We know very little about Jonah. He is identified as the son of Amittai (1:1). 2 Kings 14:25 says Jonah was from Gath Hepher, which is in Zebulun. We do not know if he simply lived there or was of the tribe. In the same text, Jonah is credited with foretelling the restoration of a piece of land to Israel in the days of Jeroboam, which no doubt was a more popular prophecy than the doom and gloom and judgment spoken by his contemporaries (Amos & Hosea).
Jonah is unique among the prophets. Others spoke about Israel’s enemies, but Jonah was called to go speak to Assyria—to take a message of repentance. Not wanting to go to the Assyrian capital of Nineveh, Jonah headed West to Joppa where he boarded a ship for Tarshish, Spain which was 3,000 miles in the wrong direction.
Jonah’s concern about saving Nineveh was justified, for about 20 years later (740 BC), Assyria would begin raids in Israel, and another 20 years later (721 BC), they would destroy Israel. How ironic, the nation who had one prophet sent to them and just 40 days to repent of be destroyed repented—but Israel, who had multiple prophets sent to them spanning more than 200 years did not repent and were destroyed.
It seems the ship carrying Jonah across the Mediterranean Sea didn’t get far. The Lord stirred a great wind upon the sea, causing a storm which brought fear to the hearts of the sailors. Eventually Jonah admitted to the captain of the ship that he was the reason for the storm and the solution was to throw him overboard. At first they would not, but tried to row to shore. When that did not work, they prayed to the Lord and threw the prophet into the sea. It ceased raging and the men on the ship made sacrifice to God and took vows.

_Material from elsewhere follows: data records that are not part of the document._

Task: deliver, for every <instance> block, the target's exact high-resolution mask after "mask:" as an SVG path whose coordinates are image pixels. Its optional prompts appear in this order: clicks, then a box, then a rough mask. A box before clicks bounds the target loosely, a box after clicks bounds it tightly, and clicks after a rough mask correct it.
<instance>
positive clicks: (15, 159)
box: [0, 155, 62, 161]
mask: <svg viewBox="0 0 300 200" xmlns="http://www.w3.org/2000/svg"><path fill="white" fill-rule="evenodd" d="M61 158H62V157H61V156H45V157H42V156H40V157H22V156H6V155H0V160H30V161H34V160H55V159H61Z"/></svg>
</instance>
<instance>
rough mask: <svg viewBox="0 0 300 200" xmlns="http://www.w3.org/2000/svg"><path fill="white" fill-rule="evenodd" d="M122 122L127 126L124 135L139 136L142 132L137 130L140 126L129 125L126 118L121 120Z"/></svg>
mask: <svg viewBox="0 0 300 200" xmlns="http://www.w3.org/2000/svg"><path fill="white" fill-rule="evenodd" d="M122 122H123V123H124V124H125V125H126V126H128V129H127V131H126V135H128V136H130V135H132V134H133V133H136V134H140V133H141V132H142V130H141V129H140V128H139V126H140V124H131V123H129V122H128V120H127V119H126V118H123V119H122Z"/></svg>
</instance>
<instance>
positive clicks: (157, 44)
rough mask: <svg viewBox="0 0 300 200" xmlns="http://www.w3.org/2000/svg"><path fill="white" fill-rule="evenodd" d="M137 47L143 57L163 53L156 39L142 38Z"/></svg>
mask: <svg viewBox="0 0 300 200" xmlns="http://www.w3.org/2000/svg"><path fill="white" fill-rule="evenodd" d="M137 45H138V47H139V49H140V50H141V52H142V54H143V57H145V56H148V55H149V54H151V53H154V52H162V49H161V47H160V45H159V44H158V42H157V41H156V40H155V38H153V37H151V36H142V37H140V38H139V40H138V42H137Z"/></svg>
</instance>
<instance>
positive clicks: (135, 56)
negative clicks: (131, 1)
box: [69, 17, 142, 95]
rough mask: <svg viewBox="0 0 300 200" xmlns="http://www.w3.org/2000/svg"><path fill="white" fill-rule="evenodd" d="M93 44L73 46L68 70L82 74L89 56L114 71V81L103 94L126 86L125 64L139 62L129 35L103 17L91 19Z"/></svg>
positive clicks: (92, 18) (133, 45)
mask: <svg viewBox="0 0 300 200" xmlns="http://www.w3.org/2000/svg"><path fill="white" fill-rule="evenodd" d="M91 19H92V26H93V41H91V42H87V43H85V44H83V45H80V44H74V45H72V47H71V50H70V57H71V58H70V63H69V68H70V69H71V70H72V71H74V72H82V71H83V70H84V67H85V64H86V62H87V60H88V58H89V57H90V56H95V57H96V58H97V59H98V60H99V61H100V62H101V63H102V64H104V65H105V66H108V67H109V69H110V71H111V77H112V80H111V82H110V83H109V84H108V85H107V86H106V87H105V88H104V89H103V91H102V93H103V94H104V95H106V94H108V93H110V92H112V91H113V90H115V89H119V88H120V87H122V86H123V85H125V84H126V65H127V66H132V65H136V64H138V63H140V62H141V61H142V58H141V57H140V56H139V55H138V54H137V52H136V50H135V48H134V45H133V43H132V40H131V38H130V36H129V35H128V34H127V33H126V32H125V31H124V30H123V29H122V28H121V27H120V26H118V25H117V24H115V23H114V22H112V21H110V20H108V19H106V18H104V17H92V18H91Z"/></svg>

Jonah would spent the next 3 days and nights in the belly of a great fish which the Lord had prepared. This gave him time to consider his ways. When the fish spit him up onto dry land, Jonah headed for Nineveh where he declared, “Yet forty days, and Nineveh shall be overthrown!” (3:4). We’re told “…the people of Nineveh believed God, proclaimed a fast, and put on sackcloth, from the greatest to the least of them” (3:5).
The people heeded Jonah’s warning and repented of their wickedness (3:8) and God relented from destroying them (3:10). Most preachers are overjoyed when people respond to the message of repentance and salvation. Jonah was not. He was upset to see their repentance and equally angry to see God relent from destroying them (4:1-2).